Les binômes s’alternent. René et Bertrand terminent l’étape avec Serge, tandis que Monika et moi allons réaliser quelques plans de plus. Car chaque établissement hôtelier ici possède une sorte d’attraction, visible depuis les rues de la ville. Et le Bellagio est bien connu pour son bassin, où tous les quarts d’heures des jets d’eau se mettent à danser sur une musique. Andrea Bocelli pour le coup, et le spectacle est superbe. Nous repartons checker l’hôtel derrière. Un « hôtel-casino » pour ce soir, où les machines à sous se comptent par centaines, et où un immense aquarium avec des centaines de poissons et une sirène à l’intérieur (une vraie de vraie, avec des bouteilles d’oxygène) trône dans le hall d’entrée. Là encore une belle preuve de démesure de la part de Vegas. On termine quand même par un point route : sachez que, à notre grande surprise, Serge est remonté à 1100 mètres de hauteur ce soir. Et que demain cela continuera de monter.
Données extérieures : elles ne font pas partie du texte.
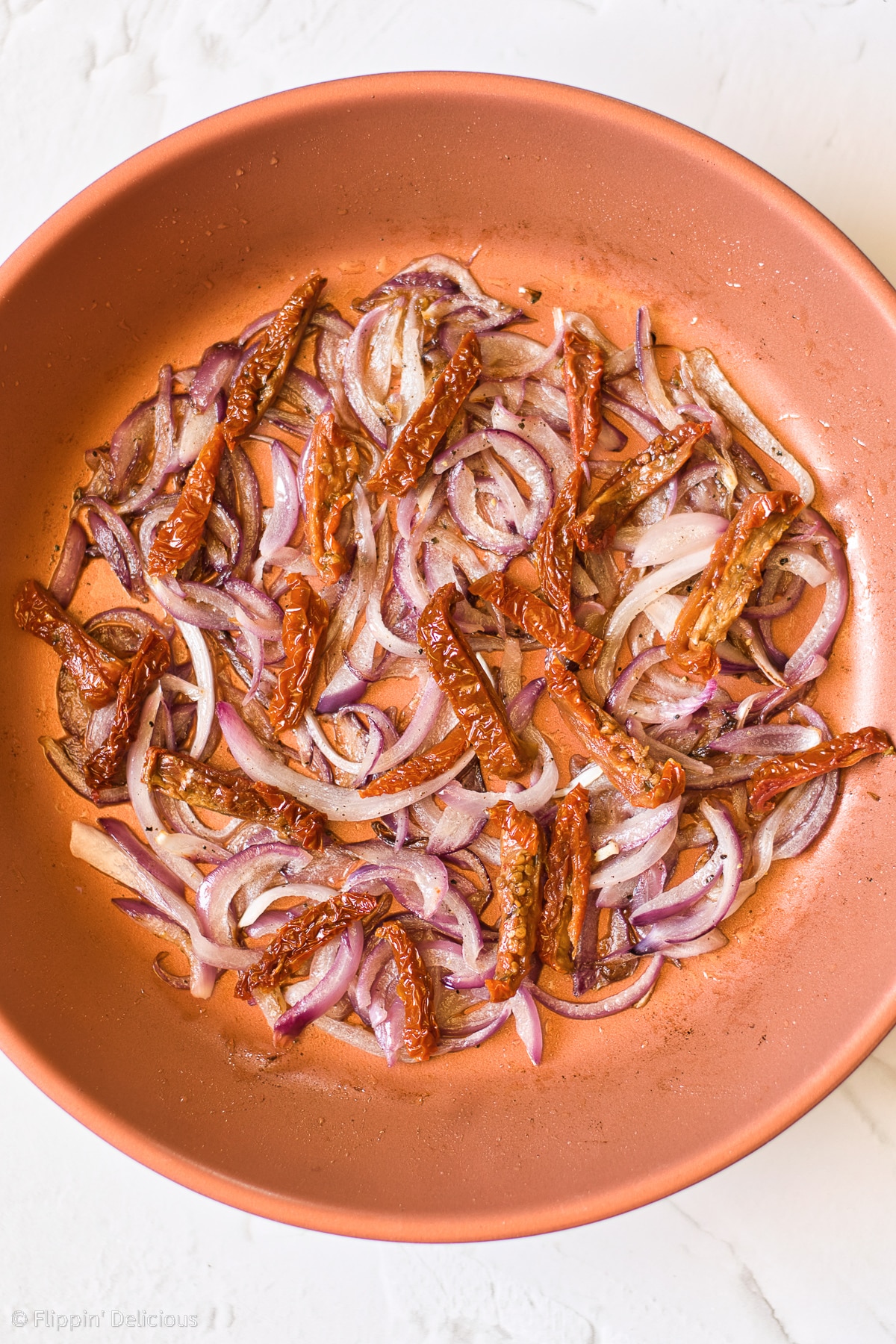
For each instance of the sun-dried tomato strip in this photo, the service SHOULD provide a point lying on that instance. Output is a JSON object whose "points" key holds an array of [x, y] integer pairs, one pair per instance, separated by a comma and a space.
{"points": [[554, 550], [582, 376], [566, 886], [302, 936], [519, 892], [261, 376], [181, 532], [426, 765], [234, 794], [595, 527], [786, 772], [331, 468], [147, 665], [414, 988], [473, 698], [94, 671], [732, 573], [413, 450], [538, 618], [305, 620], [626, 764]]}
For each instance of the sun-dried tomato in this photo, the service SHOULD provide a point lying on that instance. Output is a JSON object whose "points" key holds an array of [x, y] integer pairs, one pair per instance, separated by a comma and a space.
{"points": [[331, 468], [260, 378], [420, 769], [786, 772], [94, 672], [566, 886], [732, 573], [302, 936], [181, 532], [554, 550], [473, 698], [582, 376], [519, 892], [595, 527], [305, 620], [539, 620], [626, 764], [234, 794], [414, 988], [413, 450], [147, 665]]}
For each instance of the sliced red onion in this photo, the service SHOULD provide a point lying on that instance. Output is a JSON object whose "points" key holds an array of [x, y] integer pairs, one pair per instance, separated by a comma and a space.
{"points": [[127, 445], [413, 385], [214, 373], [622, 867], [538, 796], [695, 771], [354, 369], [164, 435], [206, 685], [521, 707], [617, 700], [418, 730], [768, 739], [447, 268], [425, 870], [524, 460], [653, 389], [257, 863], [528, 1023], [134, 579], [193, 847], [810, 659], [793, 559], [629, 996], [645, 426], [304, 892], [709, 910], [677, 537], [102, 853], [67, 571], [382, 547], [195, 432], [109, 549], [346, 687], [335, 803], [454, 831], [803, 835], [721, 394], [548, 402], [496, 1016], [327, 991], [712, 941], [284, 517], [635, 831], [213, 611], [640, 597], [676, 900], [141, 799], [127, 840]]}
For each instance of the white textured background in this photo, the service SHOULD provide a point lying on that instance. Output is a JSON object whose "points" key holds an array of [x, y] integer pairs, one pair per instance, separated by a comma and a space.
{"points": [[794, 1243]]}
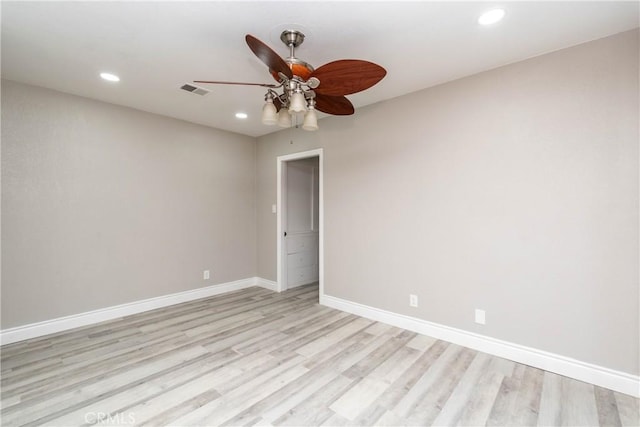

Personnellement je n’essaie même plus de comprendre quelque chose à ces Rocheuses et leur altitude, mais tout ce que je sais, c’est que la Death Valley se rapproche à grand pas, et qu’elle se situe… sous le niveau de la mer.
Alors il va bien falloir que l’on redescende pour de bon un jour ou l’autre. Bonne nuit à tous.